Later in the afternoon I did some more Japanese (3 lines from an advertising email takes up a page of A4 when written out with spaces for translation and generally takes over an hour to do), cooked dinner (and therefore tomorrow's lunch) and decided I'm too tired to go to tonight's beginners Taiji and want an early night as I get up at 5 tomorrow to get into work for 7.

Meanwhile, spent the day listening to Marilyn Manson, Tori Amos and now NIN. Just finishing off re-reading Marilyn Manson's autobiography (the Neil Strauss version from 1998) and found the following phrase highly amusing: Anyone I may have used should feel happy that they even had a use. It's better than being useless.

I feel pretty useless right now. I don't suppose to listening to Trent Reznor repeat the lines “Every day is exactly the same” is helping much but I like the song too much to skip over it. And tomorrow should be better.

Wednesday 17 March 2010

Habit (re)forming – a positive twist

The first step in solving a problem is being aware that there is a problem - pure common sense. But suppose you're unwittingly hiding a problem from your awareness – how're you going to solve it?

To explain: suppose you have a bad habit you're trying to get rid of, whether it's picking your nose, staring at someone's cleavage, standing/sitting with bad posture, automatically feeling defensive when you see a group of teenagers getting on your bus, whatever. If your automatic reaction to realising you're doing it again is to get annoyed with yourself you'll probably never ditch the habit.

Why? The mind has a lot of self-protection mechanisms built in so whenever it encounters a 'threat' to its (your) happiness/well-being it tries to stop that threat from recurring. If each time you realise you're doing the 'wrong' thing your reaction is “SHIT, I'm STILL doing that!” your mind will say to itself “Hmm, whenever I notice myself doing that thing I get upset, so I'd better stop noticing it as that means I won't get upset.” and you're then less likely to be aware of the habit. If your subconscious is deliberately keeping things below the radar of the conscious there's nothing you can do to improve the situation.

The trick to solving the problem is this: when you notice you're picking your nose, staring at the woman's boobs, slouching, etc., instead of going “Shit!
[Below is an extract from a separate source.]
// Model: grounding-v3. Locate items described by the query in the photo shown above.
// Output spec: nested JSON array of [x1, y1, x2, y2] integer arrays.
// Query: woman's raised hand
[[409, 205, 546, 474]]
I'm doing it again!”, you should train yourself to say “Good! I've noticed I'm doing that again – now I can stop doing it!”. You're rewarding yourself for increasing your awareness of the action because without awareness of the action you can't do anything to correct it. The idea is to set up a positive feedback spiral where your mind actively wants to be aware of these habits - then you can do something about them. If you can do this consistently you will over time replace bad old habits with good new ones.

One pitfall to look out for is this: at times you'll feel as though you're doing the wrong thing a lot more than ever before and you'll feel disheartened because it seems you're getting worse rather than better. You're not getting worse; you're improving your awareness of the problem so you're getting a clearer picture of it – it's one of the milestones on the way to eradicating the habit so it's something you should be pleased about! As with anything useful this takes work, so keep at it and don't beat yourself up about the times when you slip back a bit.

Sunday 7 March 2010

Bike Ride

Around 17 miles of steep hills in bright sunshine at around 3 degrees celsius. Took around 80 minutes in total and was tough enough I just want to sleep now.

Nutshell:

You know when you're cycling up a hill so long and steep that your throat is full of phlegm but you don't dare hawk it up in case the tension on your diaphragm makes you spew? Me too.